Labrin explique le problème de son peuple: « nous sommes un port (Huasco) de fragilité environnementale à cause de notre histoire. Ici, on brûle sans discernement du pet coke, qui est un poison terrible pour la santé des résidents. Ici, dans le quartier, nous avons dans notre bloc même pour trois ou quatre personnes souffrant de différents types de cancer à la suite de cette pollution. Indépendamment de cela, la CMP va doubler sa production d'ici à 2014 et (...) L'idée d'Endesa de vouloir s’installer malgré la contamination de la zone est néfaste. Et le plus lamentable c’est que le Conseil des ministres a adopté le principe de cette usine thermoélectrique qui a été rejetée par d'autres autorités en septembre dernier ".

Labrin souligne que le meilleur enseignement de ce «soulèvement populaire c’est que nous nous sommes rendu compte que le pouvoir est entre nos mains, par notre capacité à lutter ».

Il se réfère également à cette autre avancée : « la création d'une conscience collective dans la vallée de la Huasco sur des problèmes communs qui nous affectent ».

Et il ajoute: « nous avons réalisé que les gouvernements - de Sebastián Piñera et de la Coalition pour la démocratie - essaient d'imposer à la pointe des canons des projets qui polluent notre environnement et qui ne contribuent pas à améliorer notre qualité de vie ou pour nous développer nous-mêmes.
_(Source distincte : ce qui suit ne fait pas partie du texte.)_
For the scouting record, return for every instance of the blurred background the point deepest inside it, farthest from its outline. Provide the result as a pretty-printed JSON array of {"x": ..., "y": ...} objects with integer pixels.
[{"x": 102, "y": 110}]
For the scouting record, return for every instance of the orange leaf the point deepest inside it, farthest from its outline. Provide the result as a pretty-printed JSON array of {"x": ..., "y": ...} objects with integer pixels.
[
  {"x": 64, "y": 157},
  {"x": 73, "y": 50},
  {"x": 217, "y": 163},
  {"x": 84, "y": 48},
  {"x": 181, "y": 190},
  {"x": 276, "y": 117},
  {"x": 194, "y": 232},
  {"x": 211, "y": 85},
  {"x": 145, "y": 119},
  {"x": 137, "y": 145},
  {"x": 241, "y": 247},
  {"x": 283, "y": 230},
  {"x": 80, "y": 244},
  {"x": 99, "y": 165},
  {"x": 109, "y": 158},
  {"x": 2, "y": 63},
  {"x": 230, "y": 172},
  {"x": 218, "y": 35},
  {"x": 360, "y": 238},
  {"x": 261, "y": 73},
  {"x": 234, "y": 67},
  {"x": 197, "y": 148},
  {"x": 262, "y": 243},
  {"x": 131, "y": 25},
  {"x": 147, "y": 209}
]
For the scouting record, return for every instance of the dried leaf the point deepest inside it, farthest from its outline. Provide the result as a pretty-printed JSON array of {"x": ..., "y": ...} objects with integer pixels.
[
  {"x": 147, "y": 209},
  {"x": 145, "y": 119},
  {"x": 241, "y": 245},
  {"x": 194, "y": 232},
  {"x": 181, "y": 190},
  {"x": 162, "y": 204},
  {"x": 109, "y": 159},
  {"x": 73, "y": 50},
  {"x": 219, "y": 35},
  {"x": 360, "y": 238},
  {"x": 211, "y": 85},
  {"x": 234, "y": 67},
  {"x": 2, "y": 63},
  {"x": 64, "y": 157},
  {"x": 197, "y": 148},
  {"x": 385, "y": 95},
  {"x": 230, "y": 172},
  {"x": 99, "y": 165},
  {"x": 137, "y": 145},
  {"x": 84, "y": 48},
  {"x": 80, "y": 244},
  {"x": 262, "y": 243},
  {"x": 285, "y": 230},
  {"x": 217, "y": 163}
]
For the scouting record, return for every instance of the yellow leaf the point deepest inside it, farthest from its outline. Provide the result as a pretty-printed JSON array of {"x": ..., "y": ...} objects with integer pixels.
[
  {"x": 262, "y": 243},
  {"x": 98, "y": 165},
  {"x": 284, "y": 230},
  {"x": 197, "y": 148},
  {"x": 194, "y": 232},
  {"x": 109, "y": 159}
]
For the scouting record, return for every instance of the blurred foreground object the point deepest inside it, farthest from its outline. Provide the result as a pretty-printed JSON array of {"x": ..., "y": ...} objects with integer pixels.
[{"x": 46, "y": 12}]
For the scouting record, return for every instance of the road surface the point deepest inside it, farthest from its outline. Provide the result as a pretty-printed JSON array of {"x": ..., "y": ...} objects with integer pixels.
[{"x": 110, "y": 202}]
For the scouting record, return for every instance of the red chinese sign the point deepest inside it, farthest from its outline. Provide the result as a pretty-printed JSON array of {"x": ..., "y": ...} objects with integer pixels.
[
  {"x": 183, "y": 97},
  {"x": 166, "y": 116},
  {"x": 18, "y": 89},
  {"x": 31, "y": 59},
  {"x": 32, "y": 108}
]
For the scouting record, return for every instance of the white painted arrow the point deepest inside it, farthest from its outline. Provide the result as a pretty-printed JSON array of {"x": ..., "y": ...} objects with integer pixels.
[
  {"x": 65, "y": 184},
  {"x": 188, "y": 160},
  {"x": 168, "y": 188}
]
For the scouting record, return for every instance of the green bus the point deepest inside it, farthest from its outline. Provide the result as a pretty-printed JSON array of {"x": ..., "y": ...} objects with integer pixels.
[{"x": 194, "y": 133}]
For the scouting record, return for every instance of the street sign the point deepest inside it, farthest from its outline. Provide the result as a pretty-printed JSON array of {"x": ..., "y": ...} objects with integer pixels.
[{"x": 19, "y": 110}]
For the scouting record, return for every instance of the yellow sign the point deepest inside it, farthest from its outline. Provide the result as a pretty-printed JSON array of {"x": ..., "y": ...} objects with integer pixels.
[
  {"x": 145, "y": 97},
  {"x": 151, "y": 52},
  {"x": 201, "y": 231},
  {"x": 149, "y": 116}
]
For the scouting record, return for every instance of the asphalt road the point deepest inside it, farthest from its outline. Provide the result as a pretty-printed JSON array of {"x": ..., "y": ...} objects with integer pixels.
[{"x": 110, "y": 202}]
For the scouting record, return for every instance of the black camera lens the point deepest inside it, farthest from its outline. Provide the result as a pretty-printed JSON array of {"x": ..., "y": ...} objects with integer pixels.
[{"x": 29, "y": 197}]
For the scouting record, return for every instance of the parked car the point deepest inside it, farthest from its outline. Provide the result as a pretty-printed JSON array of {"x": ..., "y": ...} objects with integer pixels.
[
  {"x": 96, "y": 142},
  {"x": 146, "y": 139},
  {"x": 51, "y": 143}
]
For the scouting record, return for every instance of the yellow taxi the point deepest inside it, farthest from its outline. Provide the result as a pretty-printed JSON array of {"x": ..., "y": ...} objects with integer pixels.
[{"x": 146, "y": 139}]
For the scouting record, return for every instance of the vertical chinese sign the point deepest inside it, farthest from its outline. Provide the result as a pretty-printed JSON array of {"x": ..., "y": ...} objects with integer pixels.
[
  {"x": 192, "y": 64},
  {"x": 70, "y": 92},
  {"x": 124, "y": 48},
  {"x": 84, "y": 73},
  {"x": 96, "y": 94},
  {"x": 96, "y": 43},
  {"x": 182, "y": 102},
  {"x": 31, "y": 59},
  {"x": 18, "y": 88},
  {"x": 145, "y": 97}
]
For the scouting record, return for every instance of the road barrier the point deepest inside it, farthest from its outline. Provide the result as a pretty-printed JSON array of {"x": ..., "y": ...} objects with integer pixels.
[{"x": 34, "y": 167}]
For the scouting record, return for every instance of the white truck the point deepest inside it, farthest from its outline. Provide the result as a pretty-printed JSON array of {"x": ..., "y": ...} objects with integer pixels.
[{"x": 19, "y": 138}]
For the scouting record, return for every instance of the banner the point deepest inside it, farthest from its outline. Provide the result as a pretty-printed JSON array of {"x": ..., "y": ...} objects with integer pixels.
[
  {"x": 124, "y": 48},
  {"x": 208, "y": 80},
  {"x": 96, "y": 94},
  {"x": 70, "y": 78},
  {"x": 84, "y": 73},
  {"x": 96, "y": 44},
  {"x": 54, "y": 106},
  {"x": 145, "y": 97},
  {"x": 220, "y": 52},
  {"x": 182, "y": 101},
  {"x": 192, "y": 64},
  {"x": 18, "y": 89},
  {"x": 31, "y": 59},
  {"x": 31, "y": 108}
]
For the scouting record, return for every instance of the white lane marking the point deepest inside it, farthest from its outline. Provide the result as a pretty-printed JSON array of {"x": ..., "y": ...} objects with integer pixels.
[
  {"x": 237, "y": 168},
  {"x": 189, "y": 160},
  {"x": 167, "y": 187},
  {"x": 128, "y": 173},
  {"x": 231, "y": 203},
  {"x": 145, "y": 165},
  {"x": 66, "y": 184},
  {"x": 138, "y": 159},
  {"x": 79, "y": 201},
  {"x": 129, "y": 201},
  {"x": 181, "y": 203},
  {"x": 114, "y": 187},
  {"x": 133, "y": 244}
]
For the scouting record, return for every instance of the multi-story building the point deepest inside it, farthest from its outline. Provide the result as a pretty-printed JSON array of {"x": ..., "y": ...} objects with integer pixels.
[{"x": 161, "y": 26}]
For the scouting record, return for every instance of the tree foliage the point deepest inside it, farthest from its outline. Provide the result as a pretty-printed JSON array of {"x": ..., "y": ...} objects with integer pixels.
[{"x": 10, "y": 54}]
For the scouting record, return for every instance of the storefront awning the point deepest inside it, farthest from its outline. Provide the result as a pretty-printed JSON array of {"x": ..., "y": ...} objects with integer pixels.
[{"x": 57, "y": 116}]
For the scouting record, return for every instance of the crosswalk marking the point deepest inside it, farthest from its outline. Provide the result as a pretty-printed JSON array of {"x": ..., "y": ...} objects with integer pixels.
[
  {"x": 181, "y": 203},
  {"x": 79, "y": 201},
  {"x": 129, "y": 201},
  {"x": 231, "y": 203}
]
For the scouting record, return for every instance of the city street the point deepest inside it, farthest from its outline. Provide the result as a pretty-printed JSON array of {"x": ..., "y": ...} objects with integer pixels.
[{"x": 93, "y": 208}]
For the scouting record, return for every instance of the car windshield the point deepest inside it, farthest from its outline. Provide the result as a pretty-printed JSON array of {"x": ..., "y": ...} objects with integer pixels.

La conscience de cet acquis est une conscience de masse puissante à l’intérieur de nos communautés".

Labrin, qui est un chanteur populaire, dit qu'avec le récent soulèvement à Freirina et à Huasco « ont fait histoire dans notre vallée, dans notre pays, en nous soulevant et cessant de nous laisser piétiner, pou ne pas permettre que notre vallée soit détruite.».

L'écologiste a un grand espoir : « cette prise de conscience et cette capacité de combat que nous avons démontré va nous conduire, dans un temps pas très lointain, à vaincre notre pire ennemi, qui est aussi notre plus grande menace : le projet minier de Pascua Lama (Barrick Gold) ».

 Victoires populaires

La défaite que les communautés de la vallée de la Huasco ont infligées à Agrosuper, n'est pas la seule qu’ont subi les grands groupes économiques dans la région d'Atacama ces derniers temps.

En mars dernier, la communauté agricole de la huascoaltinos (appartenant au village la Diaguita) a réussi à paralyser le mégaprojet minier El Morro (des canadiens Goldcorp), qui visait à s’installer sur son territoire, sur la source de la rivière Huasco, très proche de Pascua Lama.

La communauté a obtenu cela en raison de la décision de la Cour d'appel d’Antofagasta, qui a maintenu une protection du village de Diaguita, au nom des droits des autochtones défendus par l’avocat Nancy Yañez, et laissant sans effet le règlement de qualification environnementale autorisant l'exploitation de ce minerai.

La Cour a soutenu que l'autorité de l'environnement, en approuvant El Morro, a violé le droit à la consultation d'un peuple autochtone. Ce triomphe à Diaguita, malgré son importance, est passé presque inaperçu de l'opinion publique, étant donné que les médias de masse n'ont riens signalé à cet égard.

Tout comme pour l'annulation du projet thermoélectrique Castilla, qui a causé une grande agitation. Le 28 août, la Cour suprême a déclaré qu'il rejetait sa construction, en acceptant l'appel à leur protection, lancé par les habitants du hameau de pêcheurs Totoral. C'est la victoire de David contre Goliath.

Avec une prévision d'investissement de 5 milliards de dollars et une capacité de 2 100 mégawatts, Castilla était appelé à être la plus grande et plus polluante usine thermoélectrique d'Amérique latine. Le triomphe de la communauté Totoral a été un coup terrible aux Géants des mines qui se développent dans le nord du Chili.